Been sick for about 10 days or so, and rather than gut it out and actually exercise through being sick I decided to give my body a break.  (And I was feeling a little lazy.)

But, yesterday I wandered back to the Black Box to do a make-up workout.  I opted to do 5×3 Back Squats, because I haven’t tested my max in back squats in a while, and I didn’t quite feel up to doing the met-con madness that everyone else was doing.

Friday 090313

Back Squat 3-3-3-3-3 reps

245, 255, 265 (2/3 f), 265, 255

Not too shabby.  My previous 1-rep max for back squats was 265, and that was without much strength work and with little-to no training on form.  The fact that I could do a 3-rep set suggests that my 1-rep max is probably around 280 or so (I hope).

This workout was followed up by Tabata frog-squat jumps (or something like that, I forget the name the coach gave it).  Basically, it was exactly like it sounds - squatting down with fingers touching the ground and jumping up, then landing in the frog-squat position.  Even without having just done back squats it would have been ugly.  After having done those back squats, it just plan sucked.

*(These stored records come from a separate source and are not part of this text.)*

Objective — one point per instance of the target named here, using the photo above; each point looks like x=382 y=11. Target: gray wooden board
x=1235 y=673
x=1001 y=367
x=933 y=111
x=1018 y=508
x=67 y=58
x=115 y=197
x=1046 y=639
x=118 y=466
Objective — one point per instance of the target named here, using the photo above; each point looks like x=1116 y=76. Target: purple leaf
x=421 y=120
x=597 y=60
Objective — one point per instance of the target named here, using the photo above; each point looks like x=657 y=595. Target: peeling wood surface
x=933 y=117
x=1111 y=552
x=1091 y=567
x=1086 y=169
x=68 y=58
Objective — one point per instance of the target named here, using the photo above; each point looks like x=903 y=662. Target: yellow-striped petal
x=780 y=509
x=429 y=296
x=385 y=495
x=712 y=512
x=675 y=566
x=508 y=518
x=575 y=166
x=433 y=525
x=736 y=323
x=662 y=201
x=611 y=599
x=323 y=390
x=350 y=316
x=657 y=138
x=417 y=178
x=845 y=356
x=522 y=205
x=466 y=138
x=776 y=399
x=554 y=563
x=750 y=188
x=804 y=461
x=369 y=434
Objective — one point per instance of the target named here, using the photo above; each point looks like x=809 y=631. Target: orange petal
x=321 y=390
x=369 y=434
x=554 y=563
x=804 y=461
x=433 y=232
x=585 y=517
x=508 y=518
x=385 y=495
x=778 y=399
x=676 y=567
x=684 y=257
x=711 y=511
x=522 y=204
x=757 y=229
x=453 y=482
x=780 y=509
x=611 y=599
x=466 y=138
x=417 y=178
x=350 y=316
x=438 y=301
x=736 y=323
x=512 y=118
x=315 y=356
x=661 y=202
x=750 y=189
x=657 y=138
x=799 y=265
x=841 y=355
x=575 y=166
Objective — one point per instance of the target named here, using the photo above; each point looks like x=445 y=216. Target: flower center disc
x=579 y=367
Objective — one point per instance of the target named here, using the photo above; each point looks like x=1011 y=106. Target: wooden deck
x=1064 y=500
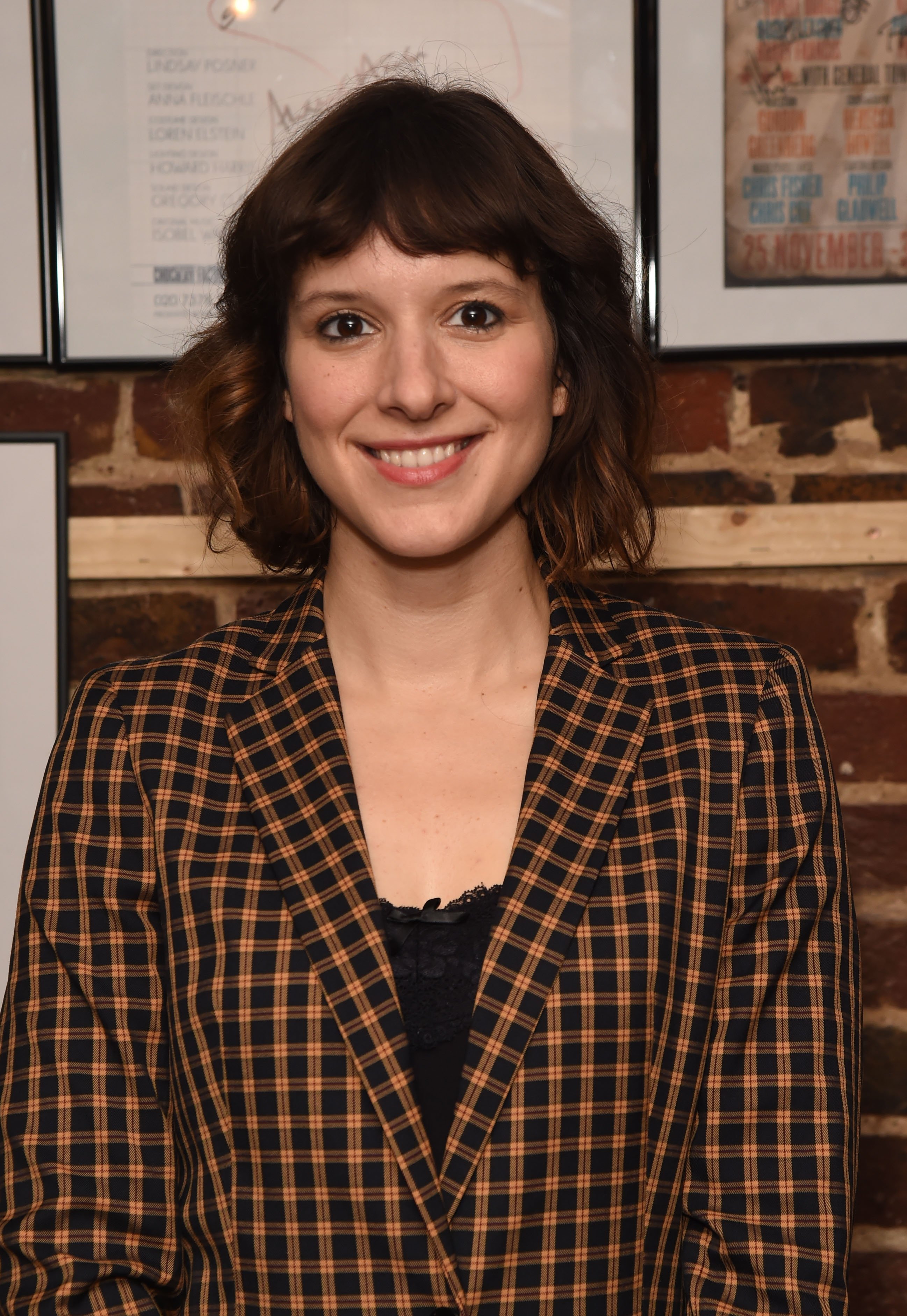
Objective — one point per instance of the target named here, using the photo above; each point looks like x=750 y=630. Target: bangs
x=428 y=177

Incidentally, I know have a good baseline to cobble together a fake CrossFit total based on my current 1-rep max lifts.

  • Shoulder Press: 130
  • Deadlift: 345
  • Back Squat: 265 (280 if I guesstimate)
  • Total: 740 (755 if my guess about the back squat is right)

This is totally unofficial, because it’s pieced together from workouts from different days, but since I haven’t done a CrossFit total workout yet, I thought I’d put this down so I have a good baseline to set my weights for the first time I do it.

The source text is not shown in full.